La régression par les moindres carrés
peut être pondérée ou non pondérée. En l'absence d'hétéroscédasticité, c'est-à-dire quand la variance des erreurs est
constante, il faut utiliser les MCO. En présence d'hétéroscédasticité, la
préférence va aux moindres carrés pondérés (MCP); si l'on utilise les poids
appropriés, les MCP donnent des coefficients plus stables que les MCO. Dans ce
cas, la somme des résidus dans l'échantillon pondéré diffère de zéro, de sorte
que l'estimateur (3.9), doit être utilisé. Pour faciliter l'interprétation
de l'indice GREG et la comparaison avec l'indice SPAR, à la section 3,
nous avons supposé qu'il n'y avait pas de problème d'hétéroscédasticité et nous
nous sommes limités aux MCO. Donc, l'estimateur GREG (MCO) donné par (3.10)
demeure asymptotiquement sans biais sous le plan en présence
d'hétéroscédasticité.
La forme la plus intéressante
d'hétéroscédasticité (classique)
et, étant donné notre jeu de données, la seule forme que nous
serions capables de réduire
se présenterait si la variance des erreurs de notre modèle de
régression (3.5) dépendait de la valeur d'évaluation, celle-ci étant la seule
variable explicative. Cependant, les résidus de nos régressions par les MCO
n'indiquent par la présence d'une hétéroscédasticité de ce type importante.
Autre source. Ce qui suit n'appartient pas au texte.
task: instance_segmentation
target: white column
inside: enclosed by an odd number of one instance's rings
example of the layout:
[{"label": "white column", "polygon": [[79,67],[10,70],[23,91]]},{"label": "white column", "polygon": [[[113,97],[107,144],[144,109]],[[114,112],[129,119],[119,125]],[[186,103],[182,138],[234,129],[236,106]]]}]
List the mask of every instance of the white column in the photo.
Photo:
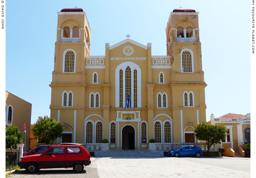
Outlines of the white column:
[{"label": "white column", "polygon": [[182,110],[180,110],[180,125],[181,132],[181,143],[183,142],[183,118],[182,117]]},{"label": "white column", "polygon": [[[60,122],[60,110],[58,110],[58,122]],[[57,143],[59,143],[59,137],[57,138]]]},{"label": "white column", "polygon": [[[23,157],[23,148],[24,147],[24,144],[17,144],[16,145],[17,148],[20,149],[20,156],[19,157],[19,161],[20,161],[20,159]],[[26,150],[25,151],[26,151]]]},{"label": "white column", "polygon": [[60,29],[60,37],[61,38],[63,37],[63,32],[64,32],[64,30],[63,30],[63,29]]},{"label": "white column", "polygon": [[70,30],[70,38],[72,37],[73,36],[73,29],[70,29],[69,30]]},{"label": "white column", "polygon": [[73,143],[76,142],[76,110],[74,111],[74,139]]},{"label": "white column", "polygon": [[187,37],[187,29],[183,29],[183,32],[184,32],[184,37],[186,38]]},{"label": "white column", "polygon": [[193,29],[193,37],[195,38],[196,37],[196,29]]}]

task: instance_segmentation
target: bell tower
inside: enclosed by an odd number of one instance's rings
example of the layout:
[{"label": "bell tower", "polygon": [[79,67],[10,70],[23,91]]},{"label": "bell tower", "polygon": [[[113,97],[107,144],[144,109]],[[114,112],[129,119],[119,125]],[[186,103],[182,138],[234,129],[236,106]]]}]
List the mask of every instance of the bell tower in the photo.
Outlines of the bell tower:
[{"label": "bell tower", "polygon": [[194,9],[175,9],[165,29],[167,55],[172,59],[173,117],[181,121],[181,128],[174,129],[181,131],[178,141],[182,142],[194,140],[188,134],[190,128],[193,130],[197,124],[206,121],[204,88],[207,85],[202,69],[198,13]]}]

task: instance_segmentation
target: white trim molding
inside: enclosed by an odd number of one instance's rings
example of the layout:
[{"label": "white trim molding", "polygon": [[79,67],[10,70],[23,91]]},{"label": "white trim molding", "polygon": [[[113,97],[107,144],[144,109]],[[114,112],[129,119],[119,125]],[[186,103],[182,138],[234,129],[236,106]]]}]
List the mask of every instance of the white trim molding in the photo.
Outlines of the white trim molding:
[{"label": "white trim molding", "polygon": [[[65,55],[66,53],[69,51],[71,51],[74,52],[75,54],[75,59],[74,61],[74,72],[67,72],[65,71]],[[76,53],[75,50],[72,49],[68,49],[65,50],[63,53],[63,63],[62,64],[62,73],[76,73]]]},{"label": "white trim molding", "polygon": [[[182,70],[182,53],[184,51],[188,51],[191,54],[191,65],[192,65],[192,72],[183,72]],[[194,57],[193,57],[193,52],[190,49],[186,48],[181,50],[180,52],[180,69],[182,73],[194,73]]]}]

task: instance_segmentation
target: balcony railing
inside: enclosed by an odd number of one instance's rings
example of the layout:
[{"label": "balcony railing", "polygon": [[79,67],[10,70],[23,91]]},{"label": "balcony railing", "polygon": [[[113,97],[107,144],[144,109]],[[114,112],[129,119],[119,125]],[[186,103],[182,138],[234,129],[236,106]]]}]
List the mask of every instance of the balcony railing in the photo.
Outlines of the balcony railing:
[{"label": "balcony railing", "polygon": [[60,38],[60,42],[71,42],[77,43],[80,42],[80,38]]},{"label": "balcony railing", "polygon": [[196,38],[176,38],[176,42],[196,42]]}]

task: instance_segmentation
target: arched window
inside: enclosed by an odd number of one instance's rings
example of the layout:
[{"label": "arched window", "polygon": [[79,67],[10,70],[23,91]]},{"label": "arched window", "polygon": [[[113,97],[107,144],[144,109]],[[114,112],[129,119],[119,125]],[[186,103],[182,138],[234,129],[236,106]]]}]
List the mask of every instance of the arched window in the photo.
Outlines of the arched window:
[{"label": "arched window", "polygon": [[102,143],[102,123],[98,122],[96,125],[96,129],[95,135],[95,143]]},{"label": "arched window", "polygon": [[164,82],[164,74],[163,72],[159,73],[159,82],[158,83],[165,83]]},{"label": "arched window", "polygon": [[171,142],[171,123],[167,121],[164,123],[164,142]]},{"label": "arched window", "polygon": [[92,93],[91,95],[91,107],[94,107],[94,95]]},{"label": "arched window", "polygon": [[119,107],[123,107],[123,70],[119,71]]},{"label": "arched window", "polygon": [[73,93],[71,91],[62,93],[62,106],[72,107],[73,106]]},{"label": "arched window", "polygon": [[99,108],[99,94],[96,94],[96,101],[95,101],[95,108]]},{"label": "arched window", "polygon": [[157,106],[158,106],[158,108],[161,108],[161,95],[160,93],[158,94],[157,96]]},{"label": "arched window", "polygon": [[251,129],[246,128],[244,130],[244,138],[246,143],[251,142]]},{"label": "arched window", "polygon": [[141,123],[141,143],[147,143],[147,123],[144,122]]},{"label": "arched window", "polygon": [[184,106],[188,106],[188,94],[186,92],[184,93]]},{"label": "arched window", "polygon": [[189,106],[193,106],[193,96],[192,93],[189,93]]},{"label": "arched window", "polygon": [[64,98],[63,99],[63,106],[67,106],[67,93],[66,92],[64,93]]},{"label": "arched window", "polygon": [[134,107],[137,108],[137,70],[134,69],[133,71],[133,103]]},{"label": "arched window", "polygon": [[75,53],[71,51],[68,51],[65,54],[64,66],[64,72],[75,72]]},{"label": "arched window", "polygon": [[193,53],[189,49],[184,49],[181,53],[181,72],[194,72]]},{"label": "arched window", "polygon": [[128,95],[129,96],[130,107],[131,107],[131,68],[128,66],[125,69],[125,101],[127,99]]},{"label": "arched window", "polygon": [[112,122],[110,124],[110,143],[115,144],[115,123]]},{"label": "arched window", "polygon": [[155,123],[155,140],[156,143],[161,142],[161,124],[157,121]]},{"label": "arched window", "polygon": [[70,92],[69,93],[68,96],[68,106],[72,106],[72,93]]},{"label": "arched window", "polygon": [[166,108],[166,95],[165,94],[163,96],[163,107]]},{"label": "arched window", "polygon": [[8,121],[12,121],[13,120],[13,109],[11,106],[9,106],[8,108]]},{"label": "arched window", "polygon": [[92,130],[93,125],[91,122],[86,124],[86,142],[92,143]]},{"label": "arched window", "polygon": [[92,74],[92,83],[98,83],[98,75],[96,72]]}]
Cela est illustré à la figure 5.3, qui représente les prix de vente en
fonction des évaluations, pour trois mois y compris la période de référence
(janvier 2003); les droites de régression sont également données. En guise
de confirmation, nous avons également effectué le test de White (1980), qui n'a
pas indiqué cette forme d'hétéroscédasticité.
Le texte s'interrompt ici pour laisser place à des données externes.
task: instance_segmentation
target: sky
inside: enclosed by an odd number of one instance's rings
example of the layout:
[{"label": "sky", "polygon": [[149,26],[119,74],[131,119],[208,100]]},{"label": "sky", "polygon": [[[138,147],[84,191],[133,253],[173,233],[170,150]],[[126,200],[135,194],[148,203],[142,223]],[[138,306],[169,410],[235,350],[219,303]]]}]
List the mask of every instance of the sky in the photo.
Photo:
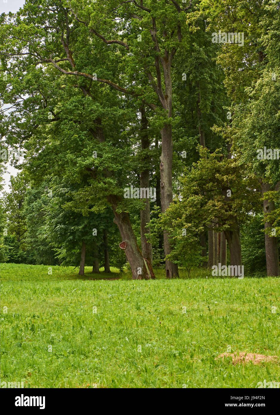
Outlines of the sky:
[{"label": "sky", "polygon": [[[24,5],[25,0],[0,0],[0,14],[12,12],[15,13]],[[8,165],[6,173],[3,175],[5,180],[4,190],[9,192],[9,183],[11,175],[16,176],[19,171],[11,166]]]},{"label": "sky", "polygon": [[0,14],[17,12],[25,2],[24,0],[0,0]]}]

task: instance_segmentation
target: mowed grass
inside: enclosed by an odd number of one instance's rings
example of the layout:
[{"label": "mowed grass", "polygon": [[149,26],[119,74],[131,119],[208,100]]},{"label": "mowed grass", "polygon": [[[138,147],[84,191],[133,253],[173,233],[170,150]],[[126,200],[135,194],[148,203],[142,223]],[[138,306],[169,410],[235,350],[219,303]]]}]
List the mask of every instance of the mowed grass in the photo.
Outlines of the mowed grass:
[{"label": "mowed grass", "polygon": [[198,270],[189,280],[94,280],[123,276],[90,271],[81,278],[72,267],[49,274],[43,266],[1,266],[1,382],[181,388],[280,381],[279,363],[215,360],[229,346],[280,356],[279,278],[206,279]]}]

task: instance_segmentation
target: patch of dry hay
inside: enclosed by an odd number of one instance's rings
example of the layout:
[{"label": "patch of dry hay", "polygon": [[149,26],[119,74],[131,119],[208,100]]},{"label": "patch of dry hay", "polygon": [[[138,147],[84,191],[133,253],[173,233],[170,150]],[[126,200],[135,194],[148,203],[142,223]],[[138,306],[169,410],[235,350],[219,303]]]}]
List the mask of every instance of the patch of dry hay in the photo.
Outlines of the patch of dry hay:
[{"label": "patch of dry hay", "polygon": [[232,364],[236,364],[237,363],[248,363],[250,361],[252,361],[254,364],[258,364],[264,362],[273,362],[276,363],[278,361],[277,356],[266,356],[264,354],[247,353],[245,352],[240,352],[239,353],[237,352],[228,353],[226,352],[217,356],[215,360],[217,360],[218,359],[230,356],[232,358]]}]

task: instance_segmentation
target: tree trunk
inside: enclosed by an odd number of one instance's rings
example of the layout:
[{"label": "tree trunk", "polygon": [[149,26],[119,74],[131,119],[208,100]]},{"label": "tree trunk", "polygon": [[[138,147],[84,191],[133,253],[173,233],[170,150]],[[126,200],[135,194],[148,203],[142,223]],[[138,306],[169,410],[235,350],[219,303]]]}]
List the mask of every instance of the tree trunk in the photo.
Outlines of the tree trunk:
[{"label": "tree trunk", "polygon": [[[273,189],[269,183],[262,183],[261,192],[263,194]],[[267,199],[263,200],[263,215],[266,219],[266,215],[275,210],[275,203],[273,201]],[[266,220],[265,222],[264,229],[271,228],[272,225]],[[266,244],[266,273],[269,276],[278,276],[279,275],[279,256],[278,252],[277,237],[270,236],[265,234]]]},{"label": "tree trunk", "polygon": [[104,272],[107,273],[111,272],[109,263],[109,250],[108,249],[108,238],[107,231],[103,229],[103,241],[104,242]]},{"label": "tree trunk", "polygon": [[209,225],[208,230],[208,268],[212,268],[214,264],[214,231],[212,227],[212,224]]},{"label": "tree trunk", "polygon": [[227,239],[223,232],[221,232],[220,261],[222,266],[227,265]]},{"label": "tree trunk", "polygon": [[199,142],[201,146],[205,147],[205,135],[203,130],[200,126],[200,120],[201,119],[201,111],[199,107],[199,104],[201,101],[200,91],[200,85],[199,81],[198,81],[196,84],[198,88],[198,98],[196,101],[196,116],[198,120],[198,133],[199,134]]},{"label": "tree trunk", "polygon": [[[173,198],[172,189],[173,146],[171,125],[166,124],[161,130],[161,134],[162,144],[160,166],[160,194],[162,211],[164,212],[169,207]],[[166,256],[171,252],[169,235],[166,231],[163,232],[163,242],[164,254]],[[171,261],[166,261],[165,274],[167,278],[178,278],[179,273],[177,264]]]},{"label": "tree trunk", "polygon": [[81,251],[81,261],[80,263],[79,275],[84,275],[84,263],[86,259],[86,244],[84,241],[82,242],[82,251]]},{"label": "tree trunk", "polygon": [[[144,106],[140,108],[140,111],[142,114],[141,127],[141,144],[142,150],[146,150],[150,147],[150,140],[148,136],[148,120],[146,117],[145,109]],[[144,155],[143,164],[145,166],[150,164],[149,157],[148,156]],[[150,169],[145,168],[140,173],[140,187],[144,188],[150,188]],[[157,195],[156,191],[156,195]],[[150,233],[151,229],[150,227],[147,228],[147,223],[150,221],[150,199],[147,198],[144,200],[145,208],[140,211],[140,218],[141,221],[141,245],[142,250],[142,254],[144,258],[147,258],[152,264],[152,244],[147,242],[145,234]]]},{"label": "tree trunk", "polygon": [[228,230],[224,231],[224,233],[229,248],[230,265],[241,266],[241,242],[239,232],[237,230]]},{"label": "tree trunk", "polygon": [[92,265],[92,272],[96,274],[99,273],[99,262],[98,261],[98,249],[96,241],[93,242],[93,264]]},{"label": "tree trunk", "polygon": [[202,263],[202,266],[207,266],[207,261],[205,259],[207,256],[207,243],[206,241],[206,235],[205,232],[202,232],[200,234],[200,246],[202,248],[201,250],[201,256],[204,258],[203,262]]},{"label": "tree trunk", "polygon": [[[99,142],[101,143],[104,141],[104,137],[103,130],[100,126],[101,120],[97,118],[95,121],[96,124],[95,133]],[[104,173],[105,176],[107,178],[111,177],[113,174],[113,172],[107,169],[104,169]],[[126,212],[117,212],[118,205],[122,201],[121,199],[116,195],[109,195],[107,199],[114,212],[114,222],[117,225],[122,238],[122,245],[125,246],[124,251],[131,269],[133,279],[148,279],[154,278],[151,265],[149,267],[145,262],[138,247],[128,214]]]},{"label": "tree trunk", "polygon": [[152,271],[152,274],[137,244],[128,214],[125,212],[121,213],[117,213],[116,209],[118,201],[116,196],[110,195],[108,198],[110,201],[115,215],[114,222],[118,225],[123,240],[121,245],[131,269],[133,279],[150,279],[150,278],[154,278],[154,276],[152,268],[151,266]]},{"label": "tree trunk", "polygon": [[[217,225],[215,225],[217,227]],[[218,266],[219,264],[219,235],[217,232],[214,232],[214,263]]]}]

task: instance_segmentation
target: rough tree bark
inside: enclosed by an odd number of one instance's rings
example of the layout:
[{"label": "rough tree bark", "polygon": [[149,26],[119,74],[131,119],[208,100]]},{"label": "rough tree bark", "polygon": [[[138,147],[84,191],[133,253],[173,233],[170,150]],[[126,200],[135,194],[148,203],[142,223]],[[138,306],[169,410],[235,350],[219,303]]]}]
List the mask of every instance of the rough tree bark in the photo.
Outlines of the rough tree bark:
[{"label": "rough tree bark", "polygon": [[[146,266],[147,261],[145,262],[137,244],[128,213],[125,212],[121,213],[117,212],[118,202],[119,201],[117,200],[116,196],[110,195],[108,198],[115,215],[114,222],[118,227],[123,241],[123,248],[131,269],[133,279],[149,279],[154,278],[153,272],[152,274],[149,266],[147,265]],[[152,271],[152,268],[151,269]]]},{"label": "rough tree bark", "polygon": [[[275,189],[277,188],[275,187]],[[273,190],[269,183],[261,183],[261,192],[263,197],[266,192]],[[263,200],[263,215],[265,220],[266,215],[275,210],[275,203],[268,199]],[[264,229],[272,228],[272,225],[266,221]],[[279,275],[279,256],[278,252],[277,237],[265,234],[266,257],[266,273],[269,276],[278,276]]]},{"label": "rough tree bark", "polygon": [[[215,225],[215,227],[217,227]],[[214,263],[218,266],[219,264],[219,235],[217,232],[214,232]]]},{"label": "rough tree bark", "polygon": [[224,231],[225,236],[229,244],[230,254],[230,265],[242,265],[241,242],[239,231],[237,230]]},{"label": "rough tree bark", "polygon": [[82,242],[81,251],[81,261],[80,263],[79,275],[84,275],[84,263],[86,259],[86,243],[83,241]]},{"label": "rough tree bark", "polygon": [[109,250],[108,249],[108,238],[107,231],[103,229],[103,242],[104,243],[104,272],[111,272],[109,262]]},{"label": "rough tree bark", "polygon": [[207,241],[205,232],[202,232],[200,234],[200,246],[202,248],[201,256],[204,258],[204,260],[202,263],[202,266],[206,267],[207,266],[207,260],[206,259],[207,256]]},{"label": "rough tree bark", "polygon": [[210,225],[208,230],[208,268],[212,268],[214,264],[214,231],[213,224]]},{"label": "rough tree bark", "polygon": [[227,239],[223,232],[221,232],[220,261],[222,266],[227,265]]},{"label": "rough tree bark", "polygon": [[98,261],[98,248],[96,241],[93,241],[93,251],[92,253],[93,262],[92,264],[92,272],[96,274],[99,274],[99,262]]},{"label": "rough tree bark", "polygon": [[[145,105],[143,105],[139,110],[142,114],[141,120],[141,144],[142,150],[146,150],[150,147],[150,140],[148,135],[148,120],[146,116],[146,110]],[[149,166],[149,157],[147,155],[144,155],[142,160],[145,166]],[[140,172],[140,187],[144,188],[150,188],[150,169],[145,168]],[[156,195],[157,195],[156,190]],[[152,264],[152,244],[147,242],[145,234],[150,233],[151,229],[147,227],[147,225],[150,221],[150,199],[147,198],[143,201],[145,208],[140,211],[141,245],[142,254],[144,258],[147,258]]]}]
Description de la figure 5.3
Figure 5.3 Nuages de points et droites de régression
Notre jeu de données initiales de prix
de vente et d'évaluations foncières comprenait certaines valeurs aberrantes évidentes. Pour estimer l'indice GREG, nous
avons par conséquent utilisé un jeu de données nettoyées qui a été préparé pour
calculer l'indice officiel des prix des logements aux Pays-Bas. Statistics
Netherlands applique plusieurs procédures de nettoyage des données. Les
logements qui ont été vendus plus d'une fois durant un mois donné sont exclus
du jeu de données. Pour éliminer les erreurs de saisies et les valeurs
aberrantes qui pourraient influencer excessivement les résultats, les biens
dont le prix de vente ou l'évaluation foncière est inférieur à
10 000
ou supérieur à 5 000 000
et ceux dont le ratio prix de vente-évaluation est
« irréaliste » sont également supprimés. La suppression des
observations « irréalistes » est faite en examinant la distribution
du logarithme des ratios prix de vente-évaluation; sont supprimées toutes les
observations pour lesquelles l'écart du logarithme du ratio par rapport à la
moyenne est de plus de 5 écarts-types. Pour plus de renseignements, voir
Statistics Netherlands (2008).
Ces procédures sont assez arbitraires.
Pour les estimateurs par la régression, tels que l'estimateur GREG, il est plus
approprié de supprimer les observations dont l'effet de levier est important,
c'est-à-dire d'éliminer de l'échantillon les unités dont l'exclusion a un effet
important sur les coefficients de régression. Une mesure bien connue dans ce
contexte est le DFBETA d'une unité de l'échantillon (Cook et Weisberg 1982).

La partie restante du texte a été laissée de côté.